アンダンテ 【吹雪の日常】 15
[吹雪]:「ま、とりあえず、正解したから入っていいわよー」
俺たちはようやく中に入れてもらった。中にはまだ誰もいなかった。
[舞羽]:「愛海、一人だったの?」
[愛海]:「うん、空けた瞬間、冬を彷彿とさせるとても肌寒い風が私を包み込み、全身をブルブル震えさせながら待ってたわ」
[吹雪]:「いや、ストーブついてんだろこの部屋」
[愛海]:「う……」
部屋は十分暖かかった。
[吹雪]:「話を盛ろうとするな」
[愛海]:「……えへ♪」
[舞羽]:「かわいく言ってもダメだよ、愛海」
[愛海]:「お茶目よ、お茶目。笑って流してよ」
[舞羽]:「もう」
[吹雪]:「とりあえず、だ。3人になったし、あれ、やり始めよう」
俺たちは部室の奥の、開発中の品を持ってくる。
――魔法研究部。

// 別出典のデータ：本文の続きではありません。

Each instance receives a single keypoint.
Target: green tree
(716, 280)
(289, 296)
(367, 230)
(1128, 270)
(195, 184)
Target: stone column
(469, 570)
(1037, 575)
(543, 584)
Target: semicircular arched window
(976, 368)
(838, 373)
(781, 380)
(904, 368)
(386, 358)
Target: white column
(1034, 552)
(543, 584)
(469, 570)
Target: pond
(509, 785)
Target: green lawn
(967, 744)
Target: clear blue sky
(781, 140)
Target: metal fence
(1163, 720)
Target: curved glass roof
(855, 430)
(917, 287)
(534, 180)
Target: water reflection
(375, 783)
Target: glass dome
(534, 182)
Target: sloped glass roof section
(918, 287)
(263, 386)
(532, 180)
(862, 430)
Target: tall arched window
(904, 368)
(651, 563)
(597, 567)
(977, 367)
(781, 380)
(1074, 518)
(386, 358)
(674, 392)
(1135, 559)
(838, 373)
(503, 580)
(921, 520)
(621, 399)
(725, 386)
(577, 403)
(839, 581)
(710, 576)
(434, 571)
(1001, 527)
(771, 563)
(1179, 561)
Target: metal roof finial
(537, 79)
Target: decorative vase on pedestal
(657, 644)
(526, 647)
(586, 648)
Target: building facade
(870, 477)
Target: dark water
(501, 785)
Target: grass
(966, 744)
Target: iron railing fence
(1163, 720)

俺たちが所属する部活だ。その名のとおり、魔法を研究する部活だ。歴史、実践、魔法のアレンジなど、魔法に関することを色んな視点から見て学び、魔法に親しむのがこの部活の目的だ。実は俺が部長、舞羽は副部長だ。あまり人員は多くないが、みんなそれぞれ楽しく活動できているようだから問題はない。翔も一応この部活所属なんだが、魔法が得意ではない故、あまり足しげくここに来ることはない。まあ、来てもしゃべってるだけだから、居ても居なくてもあまり問題はない。
まあ、そんなことよりだ。
[舞羽]:「もう少しで完成するね、吹雪くん」
[吹雪]:「そうだな、頑張ったからな」
俺たちが作っていたのはマジックプラネタリウムだ。魔法を主な動力源として動かす星を見る装置だ。普通に作ったんじゃおもしろくないってことで、魔法を軸にして作っていたんだ。まずは動力となる魔法ブースターを中に仕込み、周りをピンホールの形に模っていく。外側が出来たら、今度は内側に仕込みを入れていく。ここがかなりの難問だ。投影フィルムを貼り付け星の構造を作っていくわけなんだが、何か一工夫あるものにしたいという意見が満場一致で決まっているんだ。で、決まったはいいのだが、その先はノープランだったというわけだ。
[吹雪]:「でも、ここからどうするよ?」
[舞羽]:「うーん、そうだね。このままじゃあ、在り来たりだもんね」
[愛海]:「シンプル・イズ・ベスト! じゃダメなの?」
[吹雪]:「悪くはないがな……ってか、最初に一工夫入れようって言ったのは日野だったじゃねぇかよ」
[愛海]:「あり? そうだったかしら?」
[吹雪]:「言ってたよな?」
[舞羽]:「うん、私たち魔法研究部の実力を学園に知らしめてやりましょーって確かに言ってた」
[愛海]:「……そう言われると、そうだったかしら?」
[吹雪]:「忘れんなよ、言い出しっぺだろ? 何か案はないのか?」
[愛海]:「そうねー……誘惑系の魔法を練り込んでみる?」
[吹雪]:「却下だ。学園の生徒をおかしくするつもりか?」
[愛海]:「私の得意分野なのに~」
[吹雪]:「だから困るんだよ、そんなもんを使われると」
日野の誘惑系魔法はかなりの威力を誇ってるんだ。この前噂で聞いたんだが、男子学生が陶酔して腰砕けになっていたらしい。何を見せられたのかは知らんが、とりあえず、気持ち良さそうな顔をしていたらしい。